Chung added, “It’s a risk that every community has to weigh, but we’re not here to say you should or shouldn’t.”

The EDPNC hears from an average of about 200 companies considering North Carolina for a manufacturing plant each year and about 75 percent of them “need an existing building right off the bat” with certain square footage and ceiling height, he said.

Less than 40 percent of counties in the state have the buildings companies want, Chung said.

“They always seem to be in a hurry by the time they contact us…. The challenge always is that if ya’ll don’t (have it), they’re moving on to the next community or some other community that does have it.”

Chung said communities need to discuss the status of their property inventories.

“If we don’t have that basic piece of real estate a company insists it needs, it’s going to make it real hard to get them to come here” regardless of anything else. “It’s a challenge we’re seeing all over North Carolina…. especially with the economy doing so well.”

Having available buildings is also a good way to help keep a company in the community when it needs to expand, he added.

Workforce, other factors

After learning what a company needs, including worker skill base, highway access and possibly rail, utility capacity (electricity, water and sewer etc.), real estate and whatever else, the EDPNC contacts its local counterparts like the Wilkes EDC in the area of the state being considered.

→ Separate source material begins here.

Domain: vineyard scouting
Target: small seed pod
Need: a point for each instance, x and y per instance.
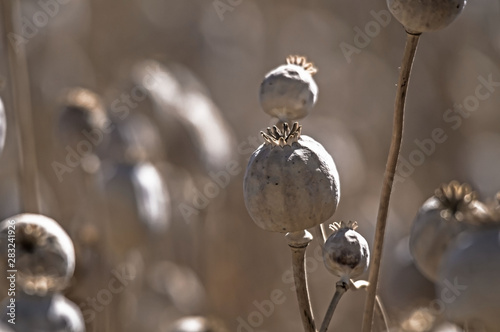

Chung said workforce is the number one challenge right now and isn’t an easy problem to solve. He said the tight labor market, reflected by low unemployment rates, is a good problem to have but presents challenges.

Chung said great community colleges, universities, the military and people moving to North Carolina help provide a bigger talent pool, “but plenty of industries are still finding it way too hard to fill jobs as soon as they create them.”

He said that if North Carolina has a site that competes well with real estate, workforce and other factors and is one of the three or four finalists, the last hurdle usually is state and local financial incentives.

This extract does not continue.